By Alex Longley
The Organization of Petroleum Exporting Countries and its allies have indicated that their meeting in Vienna this week wouldn’t deliver deeper production cuts to prevent the possible return of a surplus next year. Instead, the group is expected to focus on improving the implementation of existing curbs by nations including Iraq, which have consistently flouted their targets. Saudi Arabia has been signaling that it’s no longer willing to compensate for the laggards.
Iraq’s Oil Minister Thamir Ghadhban went against those expectations on Sunday, telling reporters that there could be an additional cut of about 400,000 barrels a day. The Middle Eastern country makes an improbable candidate to push for steeper supply reductions, having actually increased production since last year’s deal and breaking subsequent promises that it would fall into line.

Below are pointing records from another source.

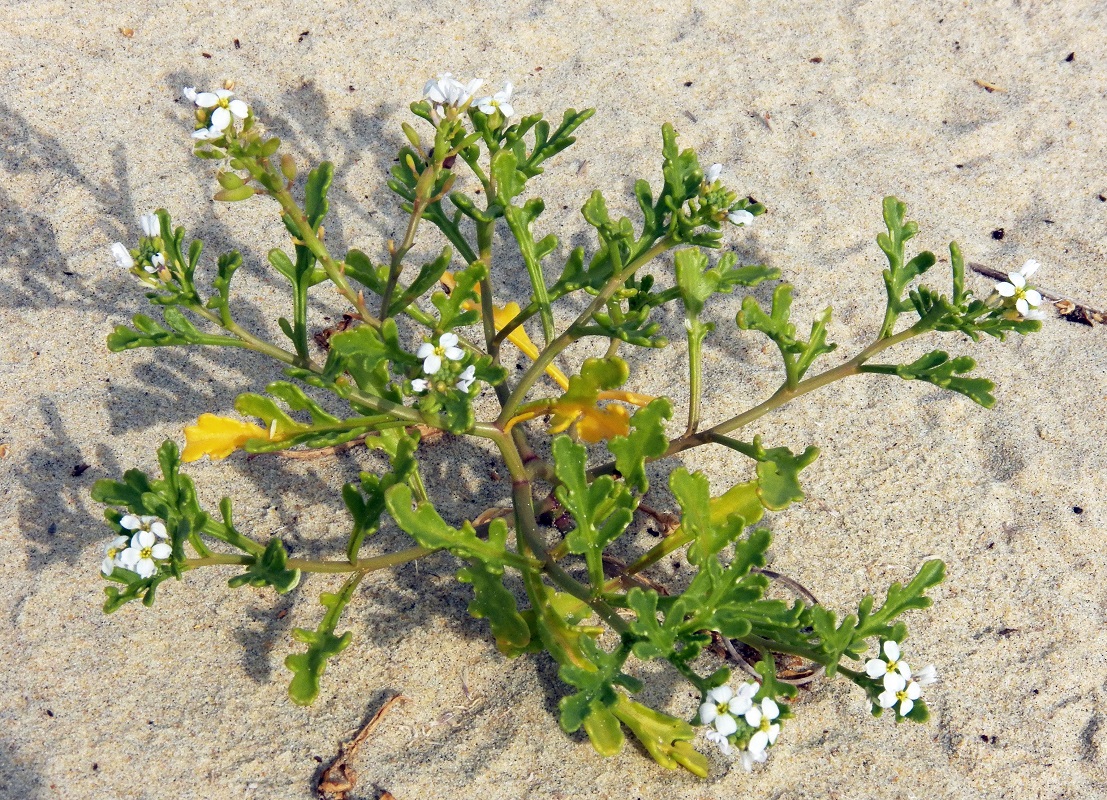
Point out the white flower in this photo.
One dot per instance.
(122, 256)
(205, 134)
(722, 741)
(500, 102)
(466, 378)
(741, 216)
(432, 355)
(723, 705)
(748, 759)
(896, 673)
(154, 525)
(1015, 287)
(111, 554)
(144, 549)
(927, 676)
(761, 717)
(151, 226)
(447, 90)
(220, 100)
(715, 710)
(906, 696)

“We consider additional cuts unlikely but a rollover of the current agreement until September or December 2020, with an additional focus on compliance,” analysts at consultant JBC Energy wrote in a report. “Anything on top of that would send a bullish signal, while an extension of only three additional months until June could seem bearish.”
West Texas Intermediate for January delivery rose $1.31 to $56.48 a barrel on the New York Mercantile Exchange as of 12:26 p.m. London time. Brent for February settlement advanced $1.40 to $61.89 a barrel on London’s ICE Futures Europe Exchange. The global benchmark crude traded at a $5.44 premium to WTI for the same month.
Even if the OPEC+ doesn’t need to go beyond its existing curbs, data suggest it will at least need to prolong the supply deal past its current end-March expiry.